Madresanta, e che voleva dire? Noi, piccoli e grandi, che stavamo lì sul sagrato a mirare e rimirare la Moto Ape, strabuzzavamo gli occhi con lo stesso allampanato stupore con cui la domenica guardavamo il parroco di San Cataldo mentre impastava parole e ragionamenti per dimostrare come il pane e il vino diventano, in un solo momento, corpo e sangue del Signore. “Ma che ci hanno fatto di male i muli?”, chiedeva mastro Ignazio Faranna tornando al discorso terreno della Moto Ape, che tutti noi, grandi e piccoli, chiamavamo già, mescolando apostrofi e assonanze, semplicemente Motolapa. Anzi, la Lapa. Mastro ’Gnazio aveva coi muli – ma anche con gli asini o con le giumente – un rapporto di fratellanza. Di mestiere faceva ’u vardunaru. Costruiva cioè quelle selle rustiche, i basti da soma appunto, che consentivano ai contadini di trasportare, con sacchi e bisacce, le masserizie che la terra pietrosa di quelle montagne riusciva sempre a dare.

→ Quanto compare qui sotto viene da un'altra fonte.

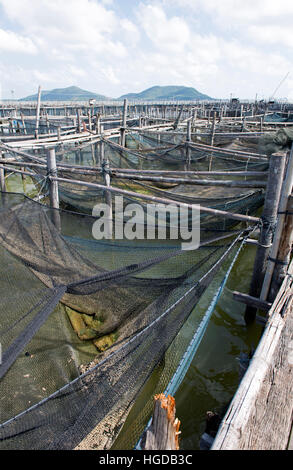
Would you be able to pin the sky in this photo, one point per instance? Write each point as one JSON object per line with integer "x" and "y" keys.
{"x": 222, "y": 48}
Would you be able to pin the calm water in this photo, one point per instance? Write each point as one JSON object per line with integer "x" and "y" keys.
{"x": 213, "y": 376}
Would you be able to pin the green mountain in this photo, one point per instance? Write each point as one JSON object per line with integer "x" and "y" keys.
{"x": 72, "y": 93}
{"x": 167, "y": 93}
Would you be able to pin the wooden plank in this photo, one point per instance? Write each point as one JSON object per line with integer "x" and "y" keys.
{"x": 163, "y": 433}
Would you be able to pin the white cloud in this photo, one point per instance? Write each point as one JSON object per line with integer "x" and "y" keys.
{"x": 165, "y": 33}
{"x": 215, "y": 46}
{"x": 12, "y": 42}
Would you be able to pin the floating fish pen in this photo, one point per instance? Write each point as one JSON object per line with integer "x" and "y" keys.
{"x": 92, "y": 329}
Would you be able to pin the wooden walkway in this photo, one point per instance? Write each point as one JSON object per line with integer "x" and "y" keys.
{"x": 260, "y": 415}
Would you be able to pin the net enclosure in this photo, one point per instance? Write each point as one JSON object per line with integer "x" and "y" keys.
{"x": 85, "y": 323}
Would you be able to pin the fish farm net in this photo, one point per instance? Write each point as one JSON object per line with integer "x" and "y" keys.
{"x": 90, "y": 322}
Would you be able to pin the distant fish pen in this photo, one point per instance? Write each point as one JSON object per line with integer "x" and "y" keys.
{"x": 92, "y": 329}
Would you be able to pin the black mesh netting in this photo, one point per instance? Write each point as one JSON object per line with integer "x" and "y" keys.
{"x": 55, "y": 387}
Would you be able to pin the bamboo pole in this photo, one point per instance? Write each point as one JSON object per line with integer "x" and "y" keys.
{"x": 224, "y": 214}
{"x": 123, "y": 128}
{"x": 38, "y": 112}
{"x": 269, "y": 217}
{"x": 118, "y": 172}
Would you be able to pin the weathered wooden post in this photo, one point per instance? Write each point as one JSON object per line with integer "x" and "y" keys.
{"x": 2, "y": 176}
{"x": 107, "y": 179}
{"x": 188, "y": 140}
{"x": 79, "y": 120}
{"x": 90, "y": 119}
{"x": 269, "y": 218}
{"x": 281, "y": 248}
{"x": 123, "y": 128}
{"x": 23, "y": 124}
{"x": 38, "y": 112}
{"x": 213, "y": 129}
{"x": 163, "y": 433}
{"x": 53, "y": 187}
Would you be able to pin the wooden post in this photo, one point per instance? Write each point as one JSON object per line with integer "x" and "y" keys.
{"x": 23, "y": 124}
{"x": 107, "y": 180}
{"x": 2, "y": 176}
{"x": 123, "y": 128}
{"x": 269, "y": 217}
{"x": 163, "y": 433}
{"x": 212, "y": 139}
{"x": 283, "y": 236}
{"x": 79, "y": 120}
{"x": 38, "y": 112}
{"x": 90, "y": 120}
{"x": 284, "y": 253}
{"x": 52, "y": 171}
{"x": 53, "y": 187}
{"x": 188, "y": 140}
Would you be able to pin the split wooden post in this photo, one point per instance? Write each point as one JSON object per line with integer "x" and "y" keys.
{"x": 2, "y": 176}
{"x": 123, "y": 128}
{"x": 282, "y": 235}
{"x": 107, "y": 179}
{"x": 188, "y": 140}
{"x": 53, "y": 187}
{"x": 163, "y": 433}
{"x": 285, "y": 248}
{"x": 38, "y": 112}
{"x": 212, "y": 139}
{"x": 23, "y": 124}
{"x": 79, "y": 120}
{"x": 269, "y": 218}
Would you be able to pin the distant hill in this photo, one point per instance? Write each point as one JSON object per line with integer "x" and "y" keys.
{"x": 72, "y": 93}
{"x": 167, "y": 93}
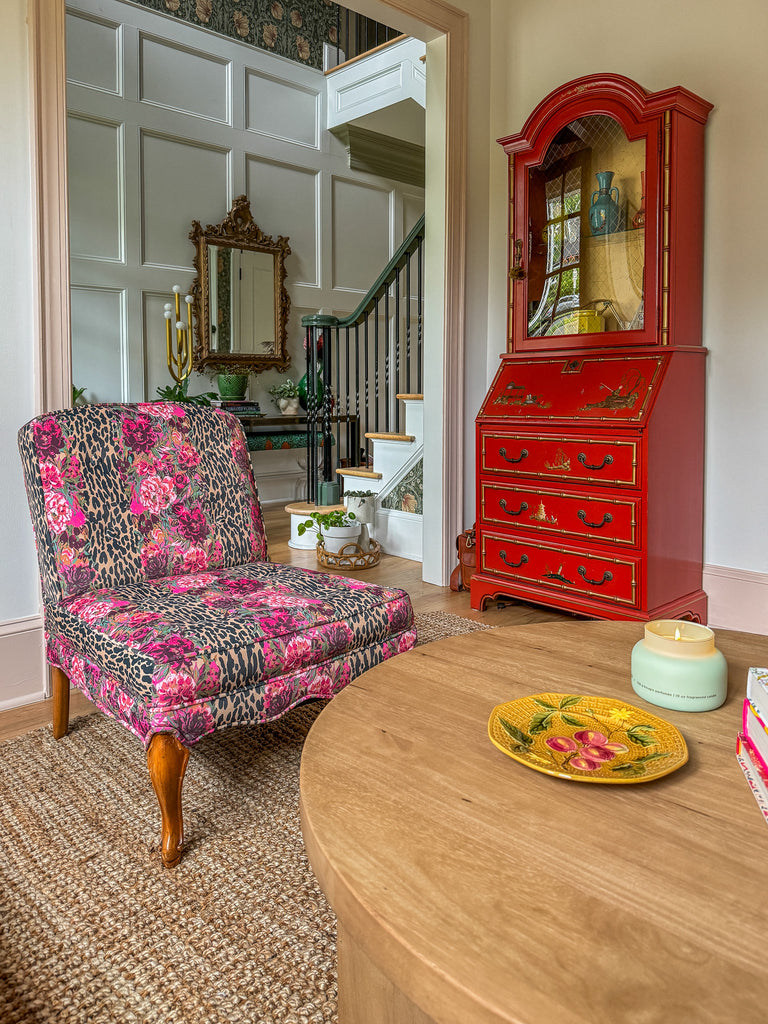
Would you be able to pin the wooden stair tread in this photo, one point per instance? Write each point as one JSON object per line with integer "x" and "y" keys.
{"x": 358, "y": 471}
{"x": 391, "y": 437}
{"x": 305, "y": 508}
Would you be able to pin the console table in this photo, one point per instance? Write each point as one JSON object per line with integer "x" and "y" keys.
{"x": 471, "y": 889}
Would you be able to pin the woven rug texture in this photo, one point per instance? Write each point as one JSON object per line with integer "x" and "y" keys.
{"x": 94, "y": 931}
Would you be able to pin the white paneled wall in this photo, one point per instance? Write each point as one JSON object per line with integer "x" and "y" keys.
{"x": 167, "y": 125}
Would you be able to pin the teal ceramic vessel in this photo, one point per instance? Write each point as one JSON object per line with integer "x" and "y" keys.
{"x": 605, "y": 213}
{"x": 302, "y": 386}
{"x": 231, "y": 385}
{"x": 677, "y": 666}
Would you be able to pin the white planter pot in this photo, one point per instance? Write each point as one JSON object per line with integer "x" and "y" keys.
{"x": 334, "y": 538}
{"x": 363, "y": 508}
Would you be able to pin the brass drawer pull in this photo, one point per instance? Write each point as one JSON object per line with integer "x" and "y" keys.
{"x": 522, "y": 508}
{"x": 503, "y": 454}
{"x": 594, "y": 525}
{"x": 606, "y": 462}
{"x": 607, "y": 577}
{"x": 513, "y": 565}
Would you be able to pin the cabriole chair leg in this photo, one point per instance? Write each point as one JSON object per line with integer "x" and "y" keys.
{"x": 60, "y": 687}
{"x": 166, "y": 759}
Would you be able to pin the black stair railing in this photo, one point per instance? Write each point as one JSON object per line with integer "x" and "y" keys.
{"x": 359, "y": 364}
{"x": 356, "y": 35}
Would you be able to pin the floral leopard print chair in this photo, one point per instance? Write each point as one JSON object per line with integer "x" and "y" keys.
{"x": 160, "y": 602}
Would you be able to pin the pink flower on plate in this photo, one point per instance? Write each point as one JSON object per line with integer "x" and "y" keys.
{"x": 587, "y": 750}
{"x": 157, "y": 493}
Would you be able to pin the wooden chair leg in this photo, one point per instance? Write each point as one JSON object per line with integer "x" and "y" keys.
{"x": 166, "y": 759}
{"x": 60, "y": 685}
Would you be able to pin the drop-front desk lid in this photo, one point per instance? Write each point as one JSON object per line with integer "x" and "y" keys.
{"x": 616, "y": 387}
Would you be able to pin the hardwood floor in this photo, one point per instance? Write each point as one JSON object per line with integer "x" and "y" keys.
{"x": 391, "y": 571}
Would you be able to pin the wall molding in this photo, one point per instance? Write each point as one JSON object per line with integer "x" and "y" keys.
{"x": 382, "y": 155}
{"x": 22, "y": 655}
{"x": 737, "y": 599}
{"x": 46, "y": 18}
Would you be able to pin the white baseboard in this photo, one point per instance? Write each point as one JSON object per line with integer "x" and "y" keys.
{"x": 737, "y": 599}
{"x": 23, "y": 676}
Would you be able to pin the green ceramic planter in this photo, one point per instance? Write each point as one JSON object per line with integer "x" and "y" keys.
{"x": 231, "y": 385}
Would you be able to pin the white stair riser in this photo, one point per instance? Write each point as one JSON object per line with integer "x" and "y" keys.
{"x": 414, "y": 418}
{"x": 389, "y": 457}
{"x": 399, "y": 534}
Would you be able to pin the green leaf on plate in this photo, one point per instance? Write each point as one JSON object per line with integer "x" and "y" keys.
{"x": 569, "y": 720}
{"x": 630, "y": 768}
{"x": 517, "y": 734}
{"x": 541, "y": 722}
{"x": 643, "y": 735}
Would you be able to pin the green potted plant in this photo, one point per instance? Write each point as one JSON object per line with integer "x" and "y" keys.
{"x": 231, "y": 383}
{"x": 361, "y": 504}
{"x": 335, "y": 528}
{"x": 286, "y": 396}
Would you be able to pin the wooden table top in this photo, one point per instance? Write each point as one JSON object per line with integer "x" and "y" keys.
{"x": 488, "y": 892}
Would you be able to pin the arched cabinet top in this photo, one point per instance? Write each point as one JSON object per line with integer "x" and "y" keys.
{"x": 613, "y": 95}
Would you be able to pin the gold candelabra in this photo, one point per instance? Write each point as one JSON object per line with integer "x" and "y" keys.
{"x": 179, "y": 361}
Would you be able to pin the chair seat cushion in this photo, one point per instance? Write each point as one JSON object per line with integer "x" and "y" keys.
{"x": 192, "y": 653}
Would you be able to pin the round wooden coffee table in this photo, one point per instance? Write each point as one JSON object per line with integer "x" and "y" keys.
{"x": 470, "y": 889}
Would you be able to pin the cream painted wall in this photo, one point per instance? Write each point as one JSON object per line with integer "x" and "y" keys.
{"x": 717, "y": 50}
{"x": 18, "y": 594}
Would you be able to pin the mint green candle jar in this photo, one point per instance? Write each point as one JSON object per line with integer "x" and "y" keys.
{"x": 677, "y": 666}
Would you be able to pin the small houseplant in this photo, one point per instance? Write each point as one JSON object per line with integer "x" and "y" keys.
{"x": 231, "y": 383}
{"x": 335, "y": 528}
{"x": 286, "y": 396}
{"x": 363, "y": 505}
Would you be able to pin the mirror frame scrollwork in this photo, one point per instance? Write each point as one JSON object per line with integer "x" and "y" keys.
{"x": 238, "y": 230}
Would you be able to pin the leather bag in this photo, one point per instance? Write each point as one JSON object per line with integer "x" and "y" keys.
{"x": 465, "y": 546}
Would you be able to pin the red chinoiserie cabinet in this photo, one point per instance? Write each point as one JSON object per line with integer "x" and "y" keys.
{"x": 590, "y": 440}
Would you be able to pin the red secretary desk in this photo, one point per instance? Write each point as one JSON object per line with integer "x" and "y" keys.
{"x": 590, "y": 440}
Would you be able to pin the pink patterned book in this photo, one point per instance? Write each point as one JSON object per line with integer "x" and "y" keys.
{"x": 756, "y": 731}
{"x": 755, "y": 773}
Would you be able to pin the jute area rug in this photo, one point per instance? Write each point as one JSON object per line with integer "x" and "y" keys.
{"x": 92, "y": 928}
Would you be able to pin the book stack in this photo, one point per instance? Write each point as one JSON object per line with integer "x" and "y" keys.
{"x": 752, "y": 745}
{"x": 240, "y": 407}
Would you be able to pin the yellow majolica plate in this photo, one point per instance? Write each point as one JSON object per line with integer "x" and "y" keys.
{"x": 587, "y": 739}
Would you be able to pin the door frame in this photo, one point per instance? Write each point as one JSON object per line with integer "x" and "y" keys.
{"x": 443, "y": 409}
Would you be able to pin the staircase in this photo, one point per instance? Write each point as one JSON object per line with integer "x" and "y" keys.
{"x": 396, "y": 478}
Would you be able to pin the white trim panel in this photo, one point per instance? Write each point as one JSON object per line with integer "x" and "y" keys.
{"x": 23, "y": 679}
{"x": 737, "y": 599}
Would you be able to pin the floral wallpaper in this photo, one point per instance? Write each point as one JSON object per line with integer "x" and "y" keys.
{"x": 408, "y": 496}
{"x": 294, "y": 29}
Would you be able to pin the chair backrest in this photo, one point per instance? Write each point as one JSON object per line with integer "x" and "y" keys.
{"x": 122, "y": 494}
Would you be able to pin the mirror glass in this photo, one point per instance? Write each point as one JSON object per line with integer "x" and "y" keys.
{"x": 240, "y": 301}
{"x": 587, "y": 231}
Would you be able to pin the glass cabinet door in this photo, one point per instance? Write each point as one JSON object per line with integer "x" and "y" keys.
{"x": 586, "y": 232}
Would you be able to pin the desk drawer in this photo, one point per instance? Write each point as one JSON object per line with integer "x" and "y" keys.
{"x": 613, "y": 462}
{"x": 593, "y": 517}
{"x": 567, "y": 569}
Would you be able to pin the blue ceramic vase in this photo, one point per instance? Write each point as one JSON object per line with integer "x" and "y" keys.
{"x": 605, "y": 213}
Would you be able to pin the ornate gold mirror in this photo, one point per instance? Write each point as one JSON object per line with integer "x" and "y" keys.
{"x": 240, "y": 300}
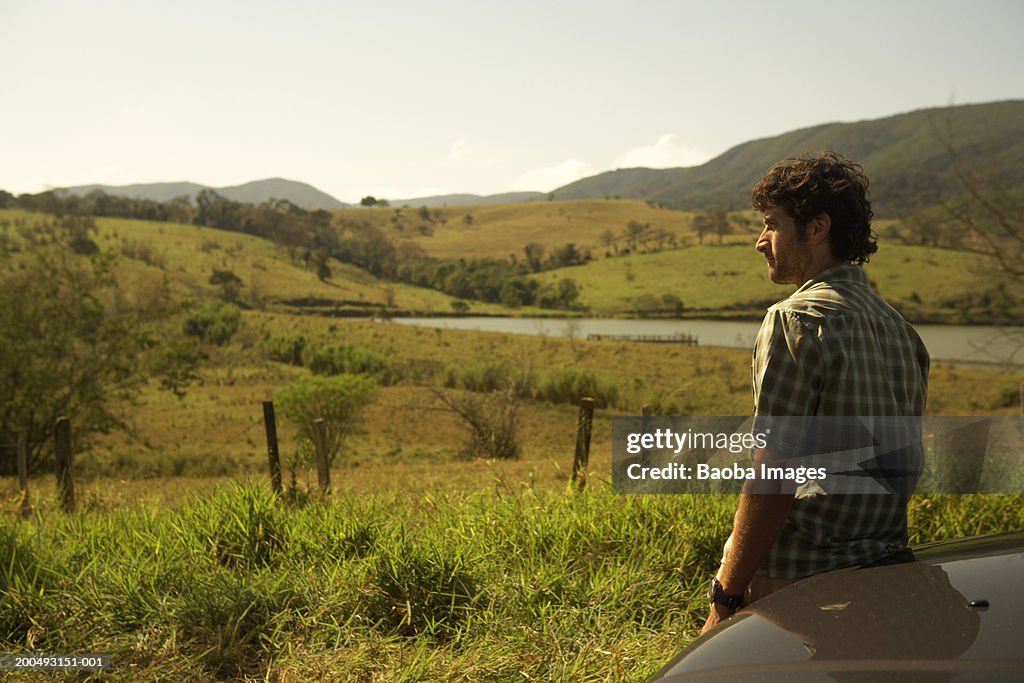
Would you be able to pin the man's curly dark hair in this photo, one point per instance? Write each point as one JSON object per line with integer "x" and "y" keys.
{"x": 808, "y": 186}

La ricchezza per noi del paese era tutta lì, in quell poveraccissimo frumento che al mulino si pesava nella bascuglia ma che tutti noi, piccoli e grandi, preferivamo invece misurare a salme, a tumuli e a mondelli.

Già a maggio, quando si avvicinava la stagione del raccolto, mastro ’Gnazio preparava la roba. Scendeva a Palermo, dai fratelli Marino in via Cagliari, traversa della monumentale via Roma, e comprava tutta la merce, dalle corde al pellame, che gli sarebbe poi servita per armare al meglio ogni benedetto mulo e far sentire ricco e borghese ogni contadino, ogni mezzadro, ogni gabellotto, ogni bracciante. Perfino i muzzunari, chiamati così perchè erano talmente poveri che non esitavano a raccogliere i mozziconi delle sigarette abbandonati ai bordi delle trazzere. Mastro ’Gnazio gli addobbava il basto e i finimenti. Gli incapricciava con i giummi codiera e pettorale, gli ornava la cavezza e intrecciava la cima della redina, per evitare che si sfilacciasse, con una sofisticatissima “testa di turco”. E il conto? Non se ne parlava nemmeno. Dopo il raccolto, quando il frumento, pulito e trebbiato, era già nei sacchi, i contadini passavano dalla bottega e pagavano a salme e tumuli, a secondo dei lavori che gli erano stati fatti. Certo, non era l’età dell’oro, perchè c’erano giorni che non si vedeva lustro e per mangiare c’era il solito pane e tumazzo. Ma, con l’aiuto di qualche sogno e di qualche fantasia d’amore, si riusciva a campare. Si pensi che mastro ’Gnazio, nell’anno precedente all’arrivo della Lapa, era arrivato ad approntare una cinquantina di basti.

Due anni dopo, quando i contadini si erano liberati uno dietro l’altro della schiavitù dei muli e nelle campagne saettavano le tre ruote, la produzione, chiamiamola così, crollò al miserabile numero di cinque basti per altrettanto sperduti clienti. Fu allora che Mastro Ignazio Faranna, di anni cinquantasette, manifestò alla moglie – pacatamente, dolorosamente – la ferma intenzione di emigrare. Forse al Nord, forse in Svizzera, forse addirittura in Germania. La donna fece finta di non sentire. Poi, quando il pianto si era raggrumato nel petto, sibilò: “Focu granni”. Non c’era sangue, non c’erano lacrime, non c’erano morti ammazzati e non c’era di mezzo la mafia. Ma il fuoco era grande lo stesso.